Tajikistan and Kyrgyzstan remain firmly within Russia’s area of influence since they declared independence in 1991. Both countries host Russian military bases and both are members of the CSTO, a forum for Russia to exert its military presence in Central Asia. Politically, Tajikistan and Kyrgyzstan are embedded in the Commonwealth of Independent States (CIS), a pact among the fractured former republics of the Soviet Union. Several of the members of these post-Soviet institutions are engaged in conflicts, which undermines the integrity of these organizations.
With Central Asia being in Russia’s backyard, Putin has an incentive to keep the region calm and stable. As his war in Ukraine has slowed and Ukraine intensifies its counteroffenses and regains occupied territory, Putin has little time to devote to another dispute.

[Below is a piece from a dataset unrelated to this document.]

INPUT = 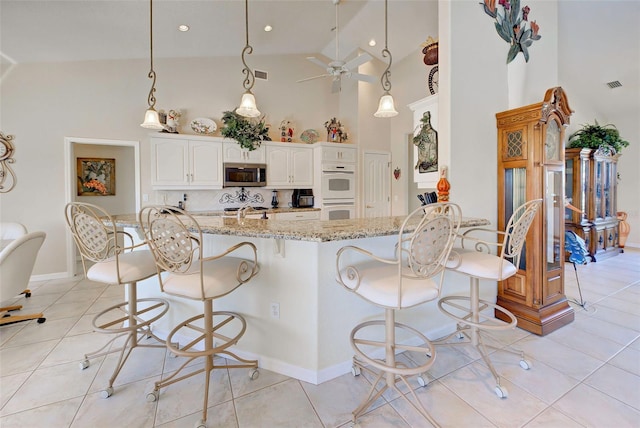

Experts say Putin is preoccupied with his war of aggression in Ukraine and has called in foreign mercenaries from Central Asia as Russian forces have continued to experience severe setbacks in the eastern Donbas region. The United States, on the other hand, has little leverage or credibility in Central Asia, particularly after the August 2021 withdrawal from Afghanistan. Yet analysts on the area such as Koffler say there is an opportunity for the U.S. to expand its influence, but it has to be precise and without preconditions.
"If the U.S. seeks to democratize the region, it’s a doomed project, that the Central Asian and Western cultures are vastly different. These are very authoritarian states that prioritize the primacy of the state versus the individual. Human rights is not the language they understand. If the U.S. were to pursue purely transactional relationships, then it’s possible. There’s a precedent for that, for example the U.S. previously maintaining a military base in Kyrgyzstan, operated by the U.S. Air Force. There’s always an opportunity for the U.S., being the driver of the world’s innovation and expertise in high-tech, medicine and other industries, to have business relationships with any regime," she noted.
The recent conflict between two former Soviet republics reveals the tensions that remain 30 years after the collapse of the Soviet Union and the formation of newly independent nations.
"There are different Soviet maps dating from different years showing different lines and on the ground that each side pulls out from time to time to make its case. The borders never really were well-defined, especially in the more rugged and untamed parts of the border" Gavin Helf, Central Asia expert at the United States Institute of Peace, told Fox News.
The crisis between Tajikistan and Kyrgyzstan is not the only conflict to flare in the post-Soviet space. Armenia and Azerbaijan are also locked in a decades-long conflict over disputed territory that was inherited following the breakup of the Soviet Union. Most recently, Armenia and Azerbaijan clashed at their disputed border and saw over 100 service members killed on both sides.
Normally, Russia would intervene diplomatically in its neighborhood to bring such a conflict to a resolution, but Putin isn’t even inserting himself between the two countries. This lack of interest, to some, is a clear sign of Russia’s decreasing influence.
"I think of this as a deflation of Russian influence, which will persist if Russia’s war in Ukraine drags on and if Russia loses and turns inward for a time. All these conflicts are not new, but there’s room now for them to spring up again, or new room for them to be solved without Russia putting a finger on the scale," USIP’s Helf said.